CSPDCL (formerly CSPGCL)
- Company type: Government-owned Corporation-PSU
- Industry: Electricity generation
- Founded: 2008
- Headquarters: Dangania Raipur, India
- Key people: Shri Shailendra Kumar Shukla Chairman
- Products: Electricity
- Website: http://www.cseb.gov.in/cspgcl/index.htm

= Chhattisgarh State Power Generation Company =

Government-owned Indian energy company

Chhattisgarh State Power Distribution Company Limited (formerly Chhattisgarh State Power Generation Company Limited) is the electricity generation company of the Government of Chhattisgarh state in India.

== History ==
Chhattisgarh State Electricity Board was formed in accordance with the Section 5 of the Electricity Supply Act 1948 as per the Notification published in the gazette of the Government of Chhattisgarh dated 15 November 2000. Chhattisgarh State Electricity Board (CSEB) became functional w.e.f. 01.12.2000.
Chhattisgarh State Electricity Board has been reorganized into five companies in accordance with the provisions contained in the Section 131-134 of Electricity Act 2003 by the Govt. of Chhattisgarh.
Thus Chhattisgarh State Power Distribution Company Limited became functional w.e.f. 01.01.2009.

== Generation capacity ==
The installed capacity as of 31.07.2010 was 1924.7 MW comprising 1786 MW from coal-based thermal and 138.70 MW from hydroelectric power stations. and some 6 MW is coming from co-generation sources.

=== Thermal Power Plants===
- Hasdeo Thermal Power Station also known as Korba West Thermal Power Station, an 840 MW (4x210 MW) coal-based thermal power plant.
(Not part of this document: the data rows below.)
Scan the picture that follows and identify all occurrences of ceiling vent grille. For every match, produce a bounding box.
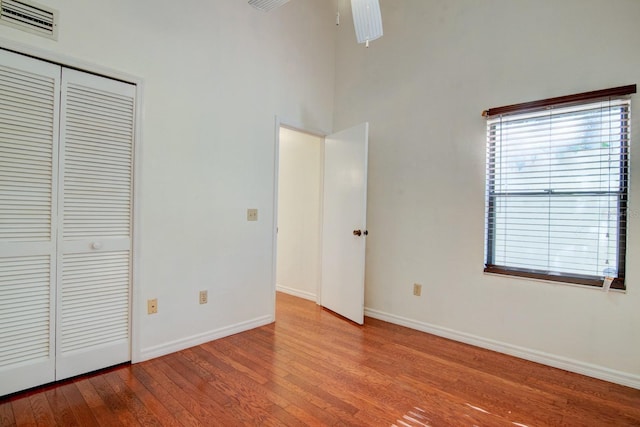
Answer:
[0,0,58,40]
[249,0,289,12]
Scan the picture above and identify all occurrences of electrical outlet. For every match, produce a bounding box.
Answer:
[413,283,422,297]
[147,298,158,314]
[200,291,208,304]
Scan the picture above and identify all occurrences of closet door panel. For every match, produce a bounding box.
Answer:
[0,50,60,396]
[56,69,135,379]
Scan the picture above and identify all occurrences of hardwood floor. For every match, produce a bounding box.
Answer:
[0,294,640,427]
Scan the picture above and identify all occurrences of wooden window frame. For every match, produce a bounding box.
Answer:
[482,84,636,290]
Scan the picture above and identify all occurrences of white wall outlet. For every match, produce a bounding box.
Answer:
[147,298,158,314]
[413,283,422,297]
[200,291,209,304]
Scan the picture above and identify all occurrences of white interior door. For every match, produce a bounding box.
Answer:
[320,123,369,324]
[56,69,135,379]
[0,50,60,396]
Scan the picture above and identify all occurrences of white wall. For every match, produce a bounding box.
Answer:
[334,0,640,387]
[0,0,335,360]
[276,128,324,301]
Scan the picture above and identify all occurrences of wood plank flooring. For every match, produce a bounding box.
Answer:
[0,293,640,427]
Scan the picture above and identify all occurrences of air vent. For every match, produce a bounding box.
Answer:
[0,0,58,40]
[249,0,289,12]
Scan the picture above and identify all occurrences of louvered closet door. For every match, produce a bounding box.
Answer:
[0,50,60,396]
[56,69,135,379]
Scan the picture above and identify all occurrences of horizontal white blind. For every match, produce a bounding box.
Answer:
[486,99,630,278]
[0,66,55,242]
[63,83,134,239]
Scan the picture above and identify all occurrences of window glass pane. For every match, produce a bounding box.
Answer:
[486,100,629,277]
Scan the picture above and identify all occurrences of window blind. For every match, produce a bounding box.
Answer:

Capacity addition of 500 MW is ongoing at the site, this phase is known as Korba West Extension Thermal Power Plant.
- Dr Shyama Prasad Mukharjee Thermal Power Station, a 500 MW (2x250 MW) coal-based thermal power plant.
- Korba Thermal Power Station also known as Korba East Thermal Power Station, a 440 MW (4x50 MW, 2x120 MW) coal-based thermal power plant.

==Capacity addition==

===Recent Power Projects===
- Atal Bihari Vajpayee Thermal Power Station (formerly known as Marwa-Tendubhata Thermal Power Station) - Located in the Janjgir-Champa District a 1000 MW (2x500 MW) thermal power plant (coal based) has been commissioned in March 2016 (Unit-1) and in August 2016 (Unit-2) at Janjgir–Champa district.

===Future Power Projects===
There are several planned power projects.